Some 150,000 Crimean Tatars still live in Central Asia, primarily in
Uzbekistan. Lack of money, administrative harassment on the part of Uzbek
authorities, and Kyiv's reluctance to issue them Ukrainian passports make it
difficult for Crimean Tatars to return home.
In Ukraine itself, the life of Crimean Tatars has seen no real improvement
in recent years.
Ukrainian lawmakers voted in 2004 to restore social benefits for Crimean
Tatars. But former President Leonid Kuchma vetoed the bill.
Cemilev, who holds a seat in Ukraine's Verkhovna Rada, the national
parliament, says President Viktor Yushchenko has vowed to reconsider his
predecessor's ban and increase the representation of Crimean Tatars in local
self-governments. But these promises have had no effect so far.

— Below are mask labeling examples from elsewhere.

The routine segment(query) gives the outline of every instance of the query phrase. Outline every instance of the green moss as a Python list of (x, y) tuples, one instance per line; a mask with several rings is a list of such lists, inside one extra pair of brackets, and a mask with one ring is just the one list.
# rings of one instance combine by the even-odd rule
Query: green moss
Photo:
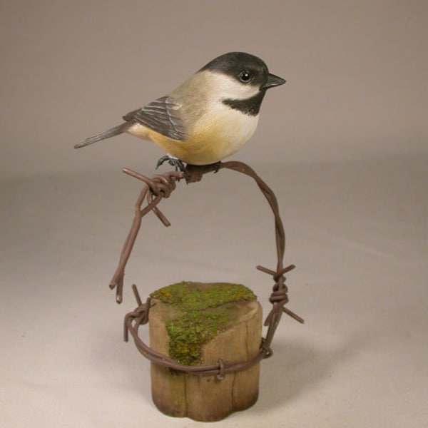
[(165, 325), (170, 337), (169, 355), (183, 365), (202, 362), (203, 345), (235, 320), (234, 302), (256, 298), (240, 284), (187, 281), (160, 288), (151, 297), (178, 310), (178, 316)]

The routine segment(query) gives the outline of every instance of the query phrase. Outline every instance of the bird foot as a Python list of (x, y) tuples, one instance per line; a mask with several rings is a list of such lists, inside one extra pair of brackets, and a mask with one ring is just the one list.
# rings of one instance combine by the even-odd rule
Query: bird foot
[(158, 163), (156, 164), (156, 169), (158, 169), (165, 162), (168, 162), (169, 165), (173, 166), (176, 171), (181, 171), (182, 173), (184, 173), (185, 170), (184, 163), (178, 159), (178, 158), (171, 156), (170, 155), (165, 155), (164, 156), (160, 158), (158, 160)]

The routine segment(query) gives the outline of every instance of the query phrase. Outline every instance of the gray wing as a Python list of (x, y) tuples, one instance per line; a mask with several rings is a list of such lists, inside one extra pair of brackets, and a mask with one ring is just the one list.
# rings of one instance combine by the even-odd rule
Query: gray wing
[(163, 96), (143, 108), (130, 111), (123, 120), (134, 121), (163, 136), (183, 141), (187, 136), (178, 107), (173, 98)]

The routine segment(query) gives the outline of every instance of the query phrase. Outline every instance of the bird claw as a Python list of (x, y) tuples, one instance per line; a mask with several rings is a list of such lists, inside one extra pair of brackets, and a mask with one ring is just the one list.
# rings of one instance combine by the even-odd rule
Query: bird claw
[(182, 160), (178, 158), (175, 158), (170, 155), (165, 155), (159, 158), (158, 163), (156, 164), (156, 169), (158, 169), (165, 162), (168, 162), (169, 165), (173, 166), (176, 171), (181, 171), (184, 173), (185, 170), (185, 166)]

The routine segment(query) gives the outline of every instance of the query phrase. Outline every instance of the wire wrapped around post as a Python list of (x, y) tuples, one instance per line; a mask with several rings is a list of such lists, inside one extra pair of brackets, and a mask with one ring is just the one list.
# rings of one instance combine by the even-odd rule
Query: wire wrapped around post
[[(268, 358), (272, 355), (272, 351), (270, 345), (282, 313), (286, 313), (299, 322), (304, 322), (300, 317), (285, 306), (288, 302), (288, 289), (285, 285), (285, 274), (294, 269), (295, 266), (290, 265), (284, 267), (283, 265), (285, 234), (280, 216), (277, 200), (270, 188), (253, 168), (243, 162), (238, 161), (218, 163), (202, 166), (188, 165), (184, 172), (170, 171), (163, 174), (156, 175), (151, 178), (128, 168), (123, 168), (123, 170), (125, 173), (141, 180), (144, 183), (144, 185), (134, 205), (134, 218), (132, 225), (123, 245), (118, 268), (110, 282), (110, 287), (116, 289), (116, 302), (121, 303), (123, 300), (125, 267), (132, 252), (143, 217), (150, 211), (153, 211), (164, 225), (170, 225), (166, 217), (158, 209), (158, 205), (163, 198), (169, 198), (175, 188), (177, 182), (185, 179), (188, 183), (195, 183), (202, 179), (203, 174), (217, 172), (224, 168), (245, 174), (253, 178), (268, 200), (275, 218), (277, 250), (276, 269), (274, 270), (263, 266), (257, 266), (257, 269), (259, 270), (270, 275), (274, 281), (272, 291), (269, 298), (272, 307), (265, 321), (265, 325), (268, 326), (268, 332), (266, 337), (262, 340), (259, 352), (251, 360), (238, 363), (228, 363), (219, 359), (218, 363), (214, 365), (185, 366), (176, 362), (166, 355), (154, 351), (146, 345), (138, 336), (139, 327), (148, 321), (151, 300), (148, 299), (146, 302), (143, 303), (135, 285), (133, 285), (133, 290), (138, 306), (133, 311), (126, 315), (124, 320), (125, 340), (128, 341), (128, 332), (131, 332), (138, 351), (152, 362), (187, 373), (216, 374), (219, 379), (223, 377), (225, 373), (248, 369), (258, 364), (263, 358)], [(145, 200), (147, 205), (142, 208)]]

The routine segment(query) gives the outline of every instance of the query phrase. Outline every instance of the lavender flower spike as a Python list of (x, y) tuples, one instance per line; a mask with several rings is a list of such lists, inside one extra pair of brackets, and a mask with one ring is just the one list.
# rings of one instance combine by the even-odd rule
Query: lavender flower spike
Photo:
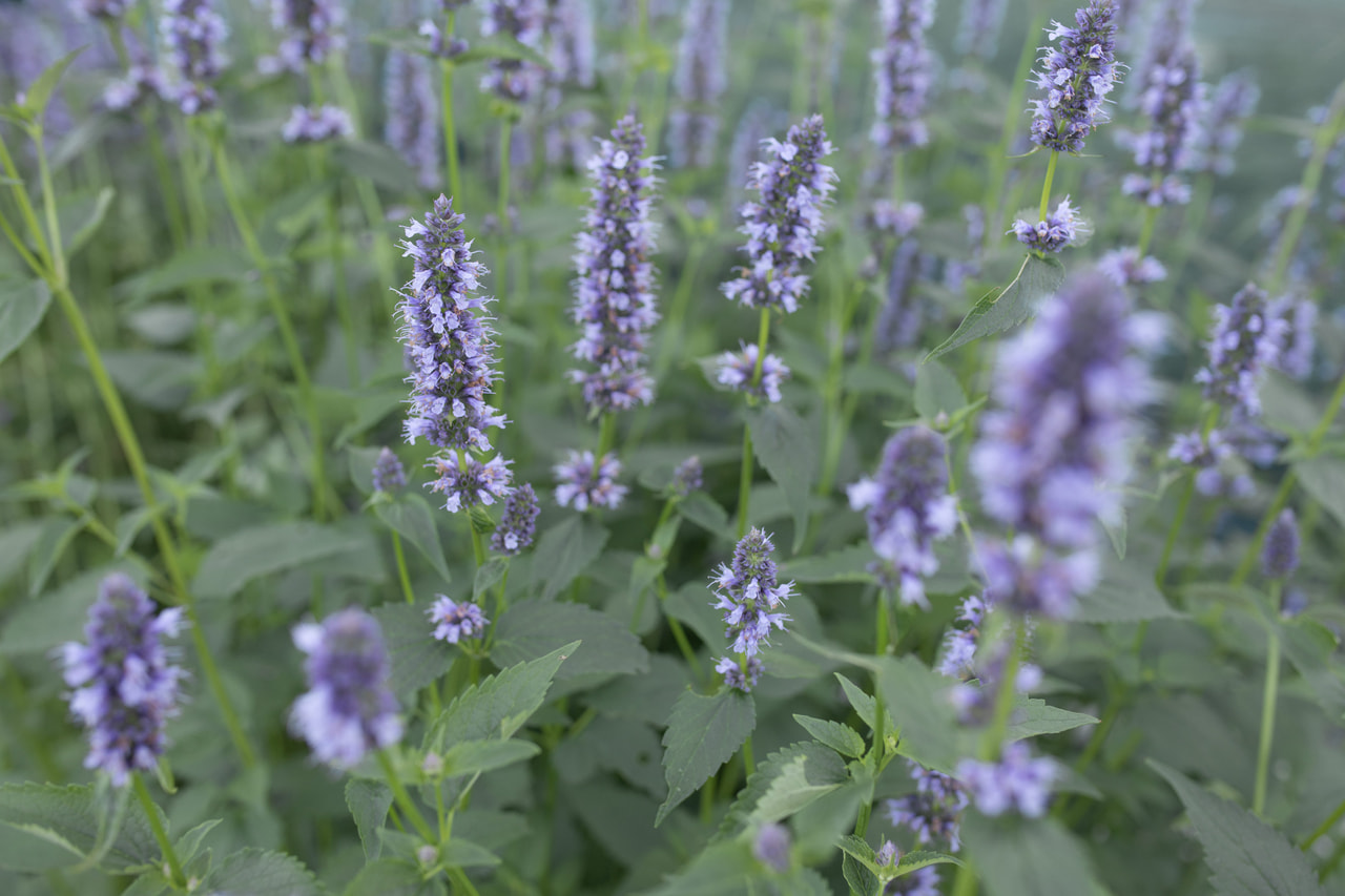
[(303, 623), (295, 627), (295, 646), (308, 654), (308, 690), (295, 701), (289, 725), (319, 761), (354, 768), (371, 749), (401, 740), (402, 720), (387, 683), (391, 663), (373, 616), (351, 607), (321, 623)]
[(1196, 373), (1205, 398), (1233, 410), (1233, 417), (1260, 416), (1258, 387), (1267, 366), (1279, 359), (1289, 324), (1271, 312), (1264, 289), (1247, 284), (1227, 305), (1215, 305), (1209, 362)]
[(1075, 27), (1052, 23), (1042, 47), (1033, 101), (1032, 141), (1052, 152), (1081, 152), (1084, 140), (1108, 120), (1107, 94), (1119, 79), (1116, 69), (1116, 7), (1089, 0), (1075, 12)]
[(931, 24), (933, 0), (878, 1), (882, 43), (869, 55), (877, 121), (869, 137), (885, 152), (929, 143), (929, 128), (921, 116), (933, 83), (933, 57), (925, 46)]
[(733, 549), (733, 562), (720, 564), (712, 580), (718, 597), (714, 608), (724, 611), (728, 626), (725, 635), (733, 651), (748, 659), (767, 643), (772, 626), (784, 631), (790, 620), (783, 612), (772, 612), (794, 593), (792, 581), (781, 585), (776, 580), (773, 550), (771, 535), (753, 526)]
[(781, 308), (794, 313), (808, 292), (804, 261), (818, 250), (824, 222), (822, 206), (835, 190), (835, 171), (822, 159), (835, 149), (827, 140), (822, 116), (811, 116), (790, 128), (784, 143), (764, 143), (768, 161), (757, 161), (748, 187), (757, 202), (742, 206), (748, 265), (741, 276), (721, 287), (724, 295), (748, 308)]
[(561, 507), (574, 506), (584, 513), (589, 507), (616, 510), (621, 506), (628, 488), (619, 486), (621, 461), (615, 455), (593, 457), (592, 451), (572, 451), (564, 463), (551, 468), (555, 474), (555, 503)]
[(946, 452), (939, 433), (924, 426), (902, 429), (884, 445), (877, 475), (849, 488), (850, 506), (868, 511), (869, 541), (878, 554), (870, 569), (886, 587), (900, 588), (902, 604), (928, 608), (921, 578), (939, 569), (933, 542), (958, 525)]
[(644, 371), (654, 307), (654, 225), (650, 221), (654, 160), (644, 157), (644, 132), (621, 118), (612, 139), (589, 159), (593, 204), (576, 239), (574, 323), (582, 328), (572, 352), (596, 370), (572, 370), (584, 385), (590, 414), (628, 410), (654, 398)]
[(113, 573), (89, 608), (86, 644), (61, 647), (70, 712), (89, 729), (85, 768), (108, 772), (117, 787), (134, 771), (152, 771), (167, 747), (164, 724), (178, 714), (186, 673), (161, 640), (183, 626), (182, 608), (155, 612), (136, 583)]
[(720, 135), (718, 104), (728, 86), (725, 35), (729, 0), (689, 0), (682, 16), (668, 114), (668, 149), (674, 168), (706, 168), (714, 161)]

In Georgia, the leaders that succeeded former President Eduard Shevardnadze
are under strong pressure from the Council of Europe to accelerate steps
aimed at paving the way for the Meskhetians' repatriation. But despite
repeated pledges, the new government remains as noncommittal on this issue
as its predecessor.
Arguing that the presence of an estimated 300,000 displaced persons from the
separatist republic of Abkhazia make it difficult for Tbilisi to accept any
newcomers, Georgian Foreign Minister Salome Zurabishvili said in April that
the Meskhetian issue can be settled only "step by step."